Anleger quittierten die trüben Aussichten für die Airlines mit Ausverkäufen. Die Aktien von Lufthansa, Air France KLM, und der British Airways-Mutter IAG sowie den Billig-Fliegern Ryanair und EasyJet fielen um bis zu 30 Prozent. Der weltgrößte Touristikkonzern TUI, der mit Tuifly auch eine eigene Airline betreibt, stoppt wegen des Coronavirus den größten Teil seines Geschäfts und beantragt zur Überbrückung Staatshilfe. Die in London notierten Titel von TUI stürzten um 40 Prozent auf ein Fünf-Jahres-Tief. TUI Deutschland und viele andere Reiseveranstalter sagten Reisen bis 27. März ab. "Im Moment befinden wir uns alle in einer nie dagewesenen Ausnahmesituation", erklärt Deutschland-Chef Marek Andryszak.
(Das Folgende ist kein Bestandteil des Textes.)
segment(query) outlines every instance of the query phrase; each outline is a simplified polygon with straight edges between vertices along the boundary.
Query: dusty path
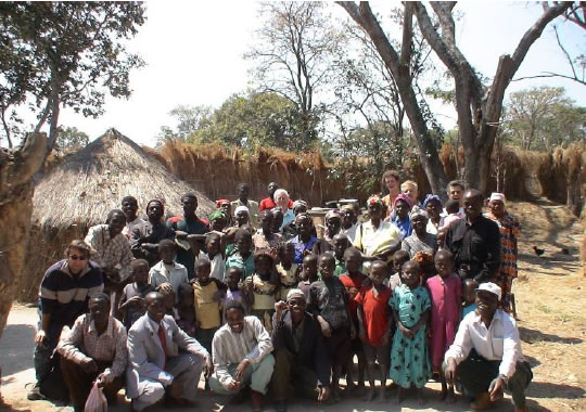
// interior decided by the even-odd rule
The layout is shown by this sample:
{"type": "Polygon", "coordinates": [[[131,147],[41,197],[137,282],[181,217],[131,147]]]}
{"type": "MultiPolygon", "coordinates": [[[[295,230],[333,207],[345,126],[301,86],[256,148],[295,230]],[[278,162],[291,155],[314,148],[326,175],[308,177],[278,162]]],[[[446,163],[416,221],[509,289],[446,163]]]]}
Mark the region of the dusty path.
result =
{"type": "MultiPolygon", "coordinates": [[[[585,411],[586,387],[586,285],[579,262],[578,244],[584,227],[561,206],[546,201],[538,204],[515,203],[510,211],[523,224],[520,245],[520,278],[513,286],[518,301],[519,327],[523,339],[523,351],[533,366],[534,381],[527,389],[532,411],[585,411]],[[537,257],[532,246],[545,248],[537,257]],[[570,255],[561,253],[570,248],[570,255]]],[[[3,410],[56,412],[64,408],[50,402],[26,400],[25,385],[34,381],[33,337],[35,334],[36,309],[14,306],[9,324],[0,340],[0,364],[2,365],[1,391],[3,410]]],[[[292,412],[346,412],[346,411],[468,411],[468,402],[459,400],[448,407],[436,400],[438,384],[430,383],[426,395],[430,399],[423,408],[415,400],[395,407],[392,397],[388,403],[370,403],[346,399],[335,405],[319,407],[313,402],[298,401],[291,405],[292,412]]],[[[494,410],[512,411],[509,397],[494,410]]],[[[112,412],[129,411],[119,396],[118,405],[112,412]]],[[[200,411],[217,410],[216,402],[225,399],[201,391],[200,411]]],[[[162,411],[158,408],[154,411],[162,411]]],[[[176,409],[181,411],[180,409],[176,409]]],[[[246,405],[227,407],[224,411],[245,411],[246,405]]],[[[187,411],[187,409],[186,409],[187,411]]]]}

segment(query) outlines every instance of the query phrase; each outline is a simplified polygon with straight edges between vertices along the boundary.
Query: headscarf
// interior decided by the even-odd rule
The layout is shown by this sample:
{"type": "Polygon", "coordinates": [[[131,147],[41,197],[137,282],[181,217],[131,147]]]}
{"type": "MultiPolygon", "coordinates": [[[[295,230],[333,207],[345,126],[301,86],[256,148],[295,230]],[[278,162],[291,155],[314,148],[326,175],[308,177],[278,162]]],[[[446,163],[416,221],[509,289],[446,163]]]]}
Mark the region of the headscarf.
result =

Der Deutsche Reiseverband (DRV) forderte, die Politik müsse einen Schutzschirm aufspannen. Der Staat solle die Provisionen für Reisebüros und Stornokosten für die Veranstalter in Form einer Beihilfe übernehmen. Zumindest müsse die Stornoregel, nach der Reisepreise sofort zurückzuzahlen sind, ausgesetzt oder durch Gutscheine ersetzt werden. Von den Fluggast-Verbraucherschützern erklärte der Verband APRA, auf das Durchsetzen von Entschädigungsforderungen der Passagiere zu verzichten. Bei allem Schutzbedarf der Fluggäste müsse man "vernünftig" sein.